The F-35 Joint Strike Fighter is probably the most advanced fighter jet flying today. The F-35, a.k.a. the “Panther,” is the first jet to use a number of new technologies designed to make it the most lethal and survivable warplane around. The problem? Some of those bells and whistles have landed with a resounding thud.

In an interview with the excellent aviation magazine Hush-Kit, an anonymous Panther pilot describes the F-35’s cockpit and interface system.
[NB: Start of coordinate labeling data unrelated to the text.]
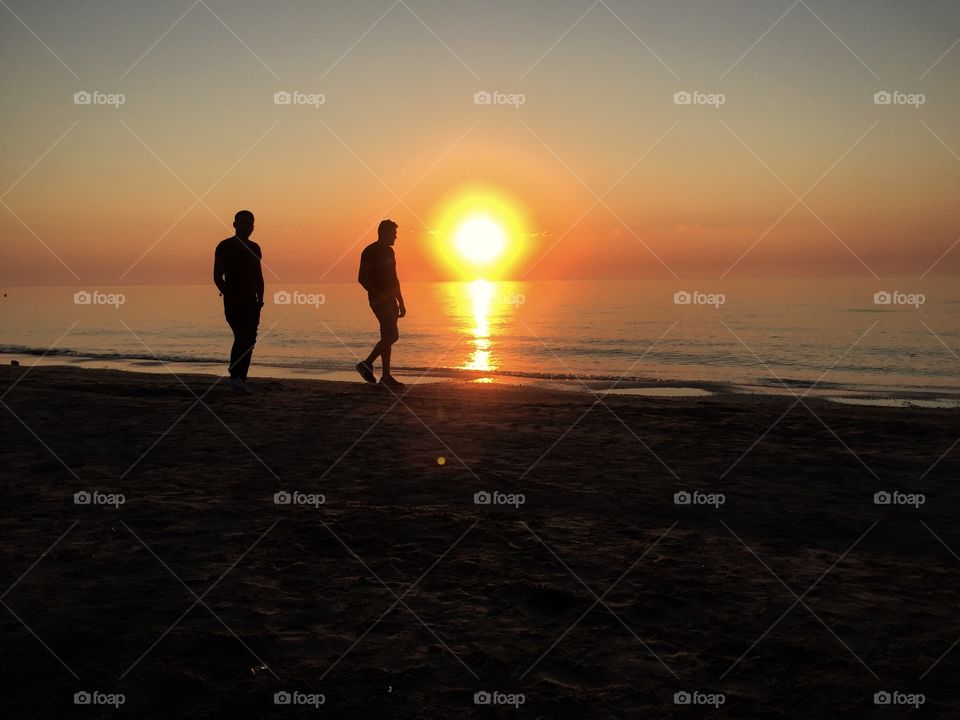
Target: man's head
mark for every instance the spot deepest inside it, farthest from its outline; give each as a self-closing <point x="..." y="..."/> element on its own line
<point x="387" y="232"/>
<point x="243" y="224"/>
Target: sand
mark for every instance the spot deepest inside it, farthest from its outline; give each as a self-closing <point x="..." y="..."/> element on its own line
<point x="596" y="597"/>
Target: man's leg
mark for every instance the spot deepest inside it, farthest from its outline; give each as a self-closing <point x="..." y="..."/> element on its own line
<point x="375" y="353"/>
<point x="236" y="327"/>
<point x="249" y="339"/>
<point x="243" y="321"/>
<point x="385" y="355"/>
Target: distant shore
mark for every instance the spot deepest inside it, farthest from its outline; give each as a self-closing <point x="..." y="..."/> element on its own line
<point x="504" y="594"/>
<point x="937" y="398"/>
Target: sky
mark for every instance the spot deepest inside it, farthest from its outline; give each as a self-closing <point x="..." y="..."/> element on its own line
<point x="785" y="165"/>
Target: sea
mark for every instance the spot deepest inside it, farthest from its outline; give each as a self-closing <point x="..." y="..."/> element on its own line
<point x="892" y="342"/>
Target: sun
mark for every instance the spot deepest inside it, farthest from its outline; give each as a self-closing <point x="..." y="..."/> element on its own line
<point x="480" y="240"/>
<point x="479" y="231"/>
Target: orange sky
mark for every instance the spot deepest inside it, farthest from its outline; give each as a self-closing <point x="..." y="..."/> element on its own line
<point x="709" y="191"/>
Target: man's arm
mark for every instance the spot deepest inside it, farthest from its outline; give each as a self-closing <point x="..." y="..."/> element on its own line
<point x="396" y="280"/>
<point x="218" y="273"/>
<point x="260" y="287"/>
<point x="363" y="277"/>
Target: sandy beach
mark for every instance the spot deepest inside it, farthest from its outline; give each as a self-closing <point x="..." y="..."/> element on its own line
<point x="383" y="589"/>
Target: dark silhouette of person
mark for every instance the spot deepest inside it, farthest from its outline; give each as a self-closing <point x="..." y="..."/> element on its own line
<point x="378" y="276"/>
<point x="238" y="276"/>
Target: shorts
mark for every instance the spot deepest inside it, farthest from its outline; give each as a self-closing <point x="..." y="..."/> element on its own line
<point x="387" y="313"/>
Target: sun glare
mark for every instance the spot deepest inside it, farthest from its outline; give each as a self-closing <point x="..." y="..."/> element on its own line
<point x="480" y="233"/>
<point x="480" y="240"/>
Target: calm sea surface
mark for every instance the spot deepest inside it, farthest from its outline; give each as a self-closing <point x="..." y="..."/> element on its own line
<point x="750" y="334"/>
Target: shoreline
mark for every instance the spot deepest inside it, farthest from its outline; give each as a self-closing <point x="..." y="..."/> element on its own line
<point x="501" y="596"/>
<point x="932" y="398"/>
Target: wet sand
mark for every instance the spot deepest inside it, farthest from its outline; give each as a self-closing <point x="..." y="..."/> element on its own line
<point x="599" y="596"/>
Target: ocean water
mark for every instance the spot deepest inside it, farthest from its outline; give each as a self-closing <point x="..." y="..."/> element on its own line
<point x="634" y="334"/>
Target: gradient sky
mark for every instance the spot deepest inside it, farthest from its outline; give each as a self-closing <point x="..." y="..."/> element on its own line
<point x="112" y="200"/>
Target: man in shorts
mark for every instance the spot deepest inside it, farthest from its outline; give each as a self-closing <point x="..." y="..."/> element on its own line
<point x="238" y="276"/>
<point x="378" y="276"/>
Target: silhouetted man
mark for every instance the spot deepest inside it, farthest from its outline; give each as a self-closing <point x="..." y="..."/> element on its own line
<point x="378" y="275"/>
<point x="237" y="274"/>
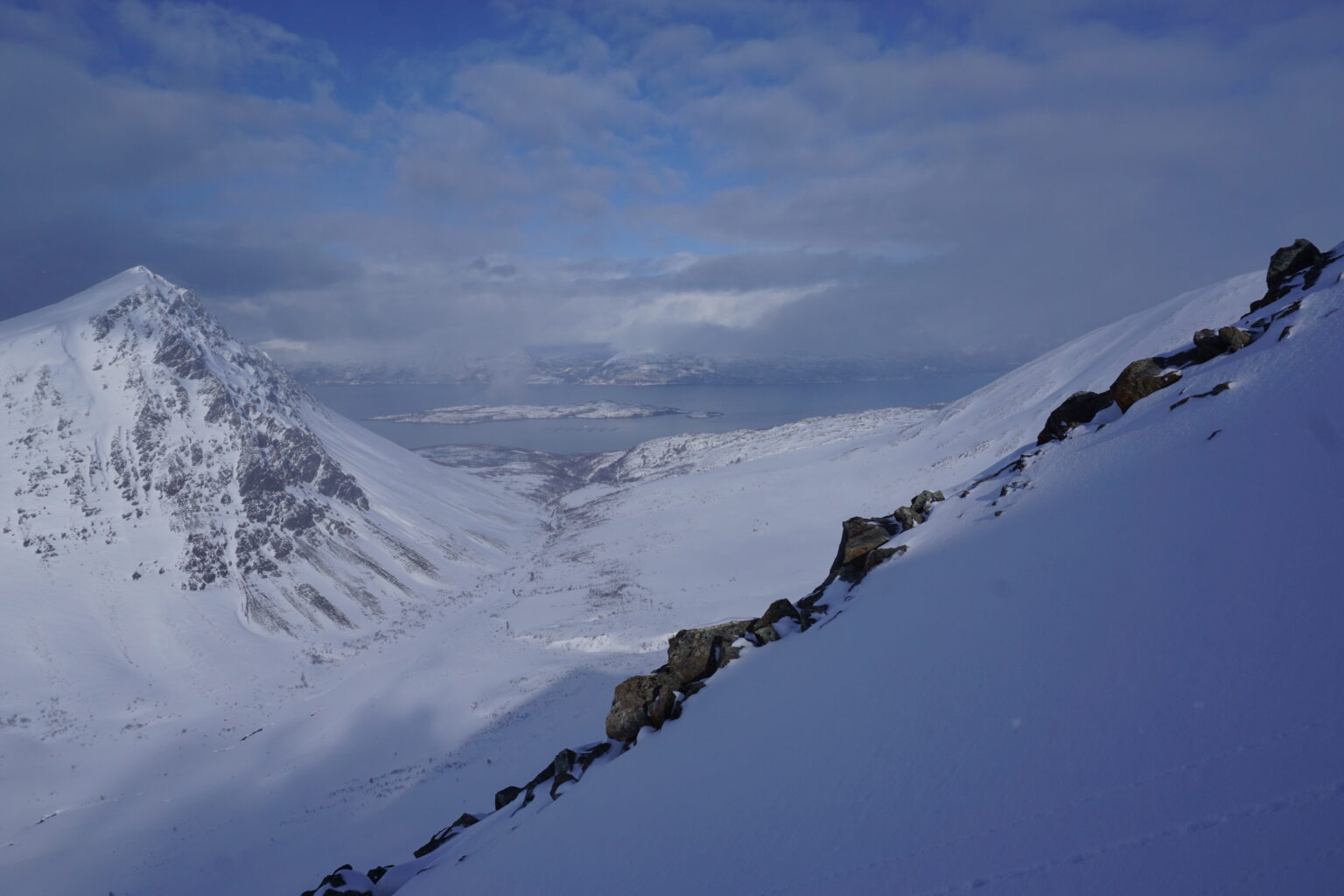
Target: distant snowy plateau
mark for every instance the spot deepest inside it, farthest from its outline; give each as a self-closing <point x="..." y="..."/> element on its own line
<point x="601" y="410"/>
<point x="1082" y="633"/>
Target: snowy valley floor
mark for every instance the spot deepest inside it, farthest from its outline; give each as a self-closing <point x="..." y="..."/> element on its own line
<point x="1117" y="670"/>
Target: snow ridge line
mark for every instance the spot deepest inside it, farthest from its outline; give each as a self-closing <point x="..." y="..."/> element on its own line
<point x="695" y="654"/>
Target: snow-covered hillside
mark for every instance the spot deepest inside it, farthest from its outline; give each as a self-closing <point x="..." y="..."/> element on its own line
<point x="148" y="448"/>
<point x="1108" y="664"/>
<point x="1112" y="668"/>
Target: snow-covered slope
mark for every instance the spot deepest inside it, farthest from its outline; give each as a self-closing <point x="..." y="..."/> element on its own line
<point x="192" y="550"/>
<point x="691" y="529"/>
<point x="147" y="444"/>
<point x="1112" y="668"/>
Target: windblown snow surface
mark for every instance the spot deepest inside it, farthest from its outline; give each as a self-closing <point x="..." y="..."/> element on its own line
<point x="1116" y="670"/>
<point x="601" y="410"/>
<point x="1126" y="682"/>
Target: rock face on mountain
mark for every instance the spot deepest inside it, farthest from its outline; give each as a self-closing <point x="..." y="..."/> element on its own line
<point x="148" y="442"/>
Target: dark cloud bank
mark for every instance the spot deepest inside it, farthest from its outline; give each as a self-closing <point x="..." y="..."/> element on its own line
<point x="732" y="178"/>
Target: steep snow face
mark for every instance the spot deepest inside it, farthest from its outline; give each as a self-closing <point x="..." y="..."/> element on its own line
<point x="696" y="528"/>
<point x="1112" y="668"/>
<point x="198" y="562"/>
<point x="145" y="444"/>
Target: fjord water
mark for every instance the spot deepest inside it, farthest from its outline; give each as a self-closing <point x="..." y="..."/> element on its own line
<point x="739" y="407"/>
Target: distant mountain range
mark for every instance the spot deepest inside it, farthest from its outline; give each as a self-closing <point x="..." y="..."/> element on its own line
<point x="598" y="367"/>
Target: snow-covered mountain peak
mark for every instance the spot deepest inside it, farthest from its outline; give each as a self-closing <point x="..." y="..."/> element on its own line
<point x="145" y="441"/>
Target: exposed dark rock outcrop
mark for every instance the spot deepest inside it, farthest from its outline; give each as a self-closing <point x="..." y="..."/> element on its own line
<point x="860" y="535"/>
<point x="1285" y="265"/>
<point x="1216" y="389"/>
<point x="780" y="610"/>
<point x="1208" y="344"/>
<point x="1078" y="409"/>
<point x="697" y="653"/>
<point x="343" y="881"/>
<point x="463" y="822"/>
<point x="1141" y="379"/>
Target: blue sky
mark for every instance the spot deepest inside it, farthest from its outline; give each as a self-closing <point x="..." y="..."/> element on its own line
<point x="935" y="180"/>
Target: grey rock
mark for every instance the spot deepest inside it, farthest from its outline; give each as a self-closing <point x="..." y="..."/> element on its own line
<point x="463" y="822"/>
<point x="1234" y="338"/>
<point x="1286" y="263"/>
<point x="642" y="700"/>
<point x="697" y="653"/>
<point x="920" y="502"/>
<point x="781" y="609"/>
<point x="764" y="632"/>
<point x="506" y="795"/>
<point x="1141" y="379"/>
<point x="907" y="517"/>
<point x="858" y="536"/>
<point x="1075" y="410"/>
<point x="1289" y="261"/>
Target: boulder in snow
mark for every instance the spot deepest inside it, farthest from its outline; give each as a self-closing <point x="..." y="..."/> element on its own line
<point x="697" y="653"/>
<point x="1141" y="379"/>
<point x="642" y="700"/>
<point x="1075" y="410"/>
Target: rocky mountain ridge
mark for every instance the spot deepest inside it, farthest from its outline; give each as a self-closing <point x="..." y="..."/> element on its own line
<point x="142" y="433"/>
<point x="647" y="703"/>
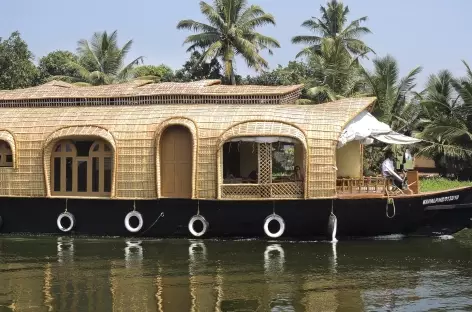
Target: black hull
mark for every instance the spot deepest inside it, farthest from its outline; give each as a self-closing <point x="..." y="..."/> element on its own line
<point x="303" y="218"/>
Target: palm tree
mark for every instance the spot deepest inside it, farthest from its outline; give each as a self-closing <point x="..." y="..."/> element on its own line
<point x="230" y="32"/>
<point x="395" y="97"/>
<point x="101" y="61"/>
<point x="446" y="123"/>
<point x="335" y="74"/>
<point x="332" y="24"/>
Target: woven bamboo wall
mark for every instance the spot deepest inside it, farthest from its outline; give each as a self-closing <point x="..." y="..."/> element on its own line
<point x="133" y="132"/>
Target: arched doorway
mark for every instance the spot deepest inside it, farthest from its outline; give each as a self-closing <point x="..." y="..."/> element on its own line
<point x="176" y="162"/>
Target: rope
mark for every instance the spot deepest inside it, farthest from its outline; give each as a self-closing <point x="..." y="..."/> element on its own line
<point x="154" y="223"/>
<point x="386" y="208"/>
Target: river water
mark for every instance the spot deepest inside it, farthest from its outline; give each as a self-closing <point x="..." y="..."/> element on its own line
<point x="118" y="274"/>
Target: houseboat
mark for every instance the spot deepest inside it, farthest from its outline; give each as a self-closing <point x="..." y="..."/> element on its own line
<point x="202" y="159"/>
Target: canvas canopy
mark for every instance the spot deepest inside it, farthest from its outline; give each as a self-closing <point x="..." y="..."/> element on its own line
<point x="365" y="127"/>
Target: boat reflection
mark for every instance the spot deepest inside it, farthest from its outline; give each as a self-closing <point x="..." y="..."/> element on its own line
<point x="117" y="275"/>
<point x="274" y="259"/>
<point x="133" y="253"/>
<point x="65" y="250"/>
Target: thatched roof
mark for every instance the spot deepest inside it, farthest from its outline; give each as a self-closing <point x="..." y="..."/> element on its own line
<point x="203" y="91"/>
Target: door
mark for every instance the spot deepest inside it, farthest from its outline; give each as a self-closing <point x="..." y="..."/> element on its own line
<point x="176" y="162"/>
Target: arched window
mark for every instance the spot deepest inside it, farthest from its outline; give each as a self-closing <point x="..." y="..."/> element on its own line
<point x="6" y="156"/>
<point x="82" y="168"/>
<point x="262" y="167"/>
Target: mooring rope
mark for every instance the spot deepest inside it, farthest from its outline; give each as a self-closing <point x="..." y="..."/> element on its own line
<point x="386" y="207"/>
<point x="154" y="223"/>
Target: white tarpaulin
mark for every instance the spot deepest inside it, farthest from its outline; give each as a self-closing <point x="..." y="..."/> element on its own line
<point x="396" y="138"/>
<point x="364" y="127"/>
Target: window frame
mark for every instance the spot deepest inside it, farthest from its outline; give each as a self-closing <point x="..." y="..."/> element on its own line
<point x="63" y="154"/>
<point x="4" y="153"/>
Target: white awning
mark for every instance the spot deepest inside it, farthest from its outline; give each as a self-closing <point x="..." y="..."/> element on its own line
<point x="395" y="138"/>
<point x="364" y="127"/>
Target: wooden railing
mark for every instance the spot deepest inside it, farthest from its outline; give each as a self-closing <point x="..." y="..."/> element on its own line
<point x="286" y="190"/>
<point x="361" y="185"/>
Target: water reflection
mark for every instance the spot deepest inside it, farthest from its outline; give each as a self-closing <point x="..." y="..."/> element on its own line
<point x="334" y="257"/>
<point x="133" y="253"/>
<point x="180" y="275"/>
<point x="274" y="259"/>
<point x="65" y="249"/>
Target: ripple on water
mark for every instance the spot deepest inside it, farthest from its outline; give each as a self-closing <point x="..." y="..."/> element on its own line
<point x="378" y="274"/>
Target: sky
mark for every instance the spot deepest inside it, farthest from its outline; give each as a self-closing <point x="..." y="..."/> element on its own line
<point x="433" y="34"/>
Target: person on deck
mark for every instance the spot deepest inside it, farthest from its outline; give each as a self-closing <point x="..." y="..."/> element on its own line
<point x="298" y="175"/>
<point x="253" y="176"/>
<point x="388" y="170"/>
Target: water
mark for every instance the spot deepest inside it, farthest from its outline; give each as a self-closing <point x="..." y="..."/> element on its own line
<point x="116" y="274"/>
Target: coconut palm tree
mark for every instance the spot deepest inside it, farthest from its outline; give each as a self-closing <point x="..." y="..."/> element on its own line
<point x="230" y="31"/>
<point x="101" y="61"/>
<point x="333" y="25"/>
<point x="335" y="74"/>
<point x="395" y="97"/>
<point x="446" y="120"/>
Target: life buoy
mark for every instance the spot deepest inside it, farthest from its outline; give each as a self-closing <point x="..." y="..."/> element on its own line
<point x="204" y="223"/>
<point x="128" y="226"/>
<point x="274" y="217"/>
<point x="66" y="215"/>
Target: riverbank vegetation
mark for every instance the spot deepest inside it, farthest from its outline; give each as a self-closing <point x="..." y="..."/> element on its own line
<point x="328" y="65"/>
<point x="441" y="184"/>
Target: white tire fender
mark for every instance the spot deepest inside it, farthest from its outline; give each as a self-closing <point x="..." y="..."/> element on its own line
<point x="69" y="216"/>
<point x="280" y="220"/>
<point x="192" y="222"/>
<point x="128" y="226"/>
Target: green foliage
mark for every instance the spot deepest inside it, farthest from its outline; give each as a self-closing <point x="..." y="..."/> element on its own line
<point x="333" y="25"/>
<point x="446" y="123"/>
<point x="231" y="31"/>
<point x="395" y="105"/>
<point x="194" y="69"/>
<point x="16" y="64"/>
<point x="294" y="73"/>
<point x="336" y="74"/>
<point x="159" y="73"/>
<point x="58" y="63"/>
<point x="101" y="61"/>
<point x="441" y="184"/>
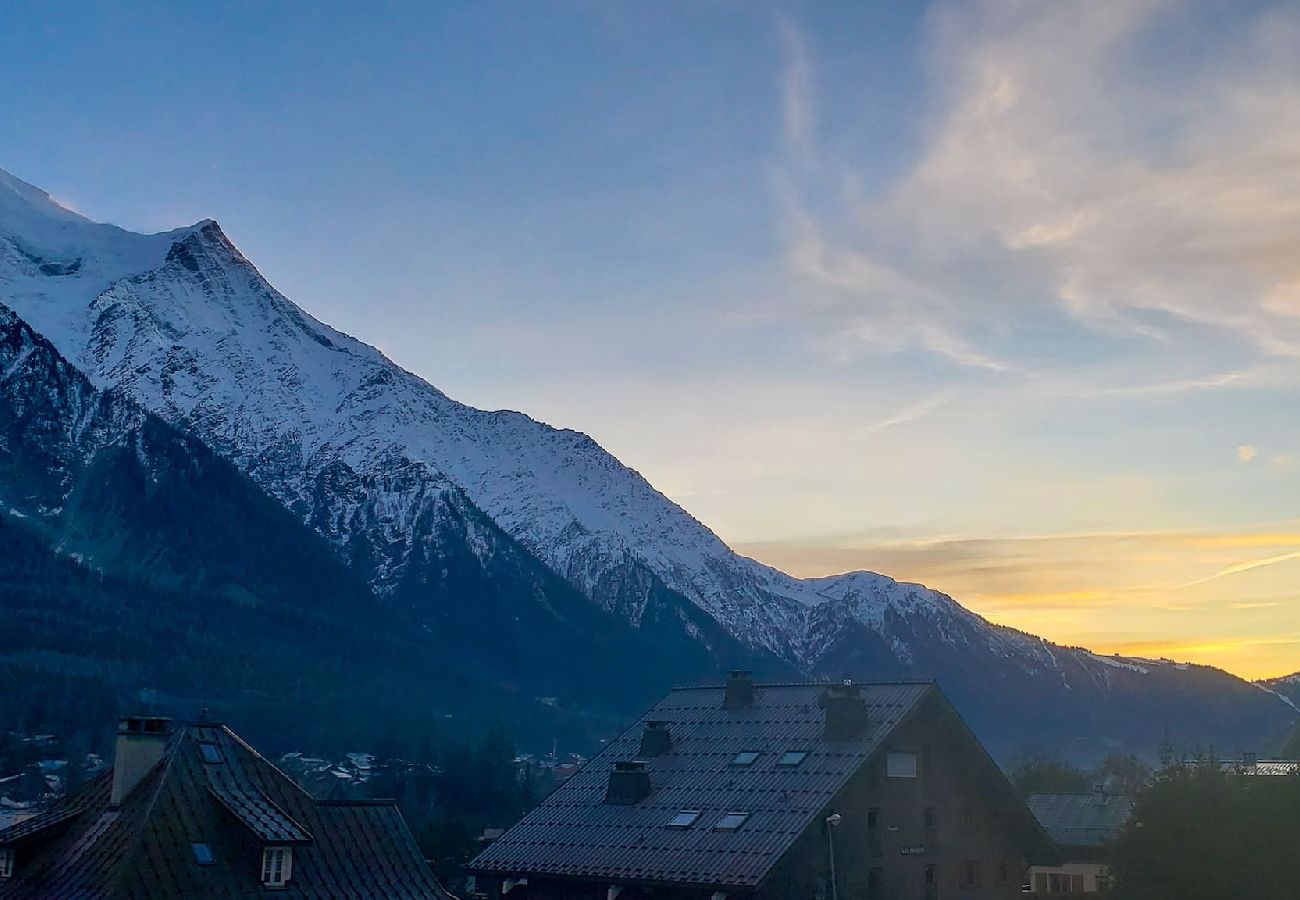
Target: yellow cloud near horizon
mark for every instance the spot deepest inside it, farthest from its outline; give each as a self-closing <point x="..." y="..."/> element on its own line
<point x="1142" y="593"/>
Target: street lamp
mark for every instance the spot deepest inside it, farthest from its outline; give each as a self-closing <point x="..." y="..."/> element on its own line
<point x="831" y="821"/>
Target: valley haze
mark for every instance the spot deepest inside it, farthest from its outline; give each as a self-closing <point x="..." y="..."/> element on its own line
<point x="503" y="537"/>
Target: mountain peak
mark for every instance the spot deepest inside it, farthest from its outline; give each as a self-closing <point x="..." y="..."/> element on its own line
<point x="18" y="198"/>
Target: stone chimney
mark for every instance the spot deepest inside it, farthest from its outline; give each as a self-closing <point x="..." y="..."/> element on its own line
<point x="629" y="783"/>
<point x="740" y="689"/>
<point x="845" y="712"/>
<point x="141" y="743"/>
<point x="655" y="740"/>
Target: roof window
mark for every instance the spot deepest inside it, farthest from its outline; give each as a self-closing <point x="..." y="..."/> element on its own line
<point x="684" y="820"/>
<point x="277" y="865"/>
<point x="731" y="822"/>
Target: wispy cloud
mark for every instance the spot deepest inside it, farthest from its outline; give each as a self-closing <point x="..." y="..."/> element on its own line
<point x="1244" y="567"/>
<point x="1070" y="181"/>
<point x="1064" y="584"/>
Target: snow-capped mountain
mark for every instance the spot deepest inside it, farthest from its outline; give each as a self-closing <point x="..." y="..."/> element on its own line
<point x="365" y="453"/>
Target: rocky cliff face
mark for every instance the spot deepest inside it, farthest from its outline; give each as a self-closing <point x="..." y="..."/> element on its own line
<point x="397" y="476"/>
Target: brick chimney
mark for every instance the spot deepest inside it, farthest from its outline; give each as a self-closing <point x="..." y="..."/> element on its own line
<point x="740" y="689"/>
<point x="141" y="743"/>
<point x="845" y="712"/>
<point x="629" y="783"/>
<point x="655" y="740"/>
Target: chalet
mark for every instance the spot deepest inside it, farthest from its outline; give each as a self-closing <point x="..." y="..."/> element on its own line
<point x="191" y="810"/>
<point x="1082" y="826"/>
<point x="755" y="791"/>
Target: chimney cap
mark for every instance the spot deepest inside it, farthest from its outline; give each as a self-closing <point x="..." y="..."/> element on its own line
<point x="143" y="725"/>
The pilot says the cockpit itself is “beautiful,” full of screens that allow you to bring up an incredible amount of information about the fighter with just a few finger swipes, and customize the data to tailor it for the particular mission.

The F-35 is the first to use touchscreen technology. Unlike switches, which take up permanent cockpit space, touchscreens allow the same LCD screen space to be instantly repurposed. One minute, a display could be used to pull up data on an aircraft’s fuel reserves, and the next, it could help target an enemy position on a mountainside. That goes a long way toward simplifying the cockpit and not overwhelming a pilot with wall-to-wall physical switches, dials, and single-use displays.

But the problem with touchscreens, the pilot explains, is a lack of tactile feedback. Switches have a nice, satisfying click that instantaneously lets the user know they were successfully flipped. Almost everyone with a smartphone has touched a virtual button on a touchscreen, expected a result … and then nothing happens. The anonymous pilot reports failing to get a result from a touchscreen about 20 percent of the time:

At present I am pressing the wrong part of the screen about 20 [percent] of the time in flight due to either mis-identification, or more commonly by my finger getting jostled around in turbulence or under G. One of the biggest drawbacks is that you can’t brace your hand against anything whilst typing—think how much easier it is to type on a smartphone with your thumbs versus trying to stab at a virtual keyboard on a large tablet with just your index finger.

Other problems include the $400,000 custom-fitted “magic helmet”, which replaces the heads-up display (HUD) as well as sensor displays. The F-35 pilot believes old-fashioned HUDs are superior due to their ability to better display information without the need to “shrink” it to fit the helmet’s field of view. The voice recognition feature also apparently goes completely unused:

Voice input is another feature of the jet, but not one I have found to be useful. It may work well on the ground in a test rig, but under G in flight it’s not something I have found to work consistently enough to rely on. I haven’t met anyone who uses it.

Read about the F-35’s cockpit problems, as well as the pilot’s experiences flying the Panther compared to other aircraft, at Hush-Kit.

Source: Popular Mechanics

  1. ken says

    “One minute, a display could be used to pull up data on an aircraft’s fuel reserves, and the next, it could help target an enemy position on a mountainside.”

    What if you want both,,, say you’re running low on fuel, frantically swiping and poking trying to get the weapons system ready when an enemy plane appears? I guess you turn on the Klingon cloaking system?

    From my reading the F35 is a POS and a mechanical / electrical nightmare. Most pilots seem to prefer the F22. But of course the 35 brings more fedbucks to the manufacture and to those in the feedback loop in congress.

    And I haven’t read Pop-Mech since they told me that kerosene can melt heat treated steel, introduced the “pancake” theory,,, while ignoring WTC 7 implosion that was never hit by an airplane. Yep,,, more of that 21st century “science” we hear so much about today!

  2. yuri says

    besides well known flaws this suggests in actual performance pilots lack confidence in operation

  3. L Garou says

    Soon enough A.I. will make all the fighter pilots into Captain Dunsel..

  4. Eddy says

    Loved the comment regarding Popular Mech, spot on.

  5. David H Mende says

    To win a ‘War’ we need a Sea-Air-Land UW vehicle.
    It flies, highway/off road drives, on water and underwater transit.
    I have the plans. Please send $1Billion dollars.

  6. Darkwing says

    This plane was a failed from the very start. I work at an air base and they told us we would have the F 35 by 1995, to date one is sitting in a hanger and guarded.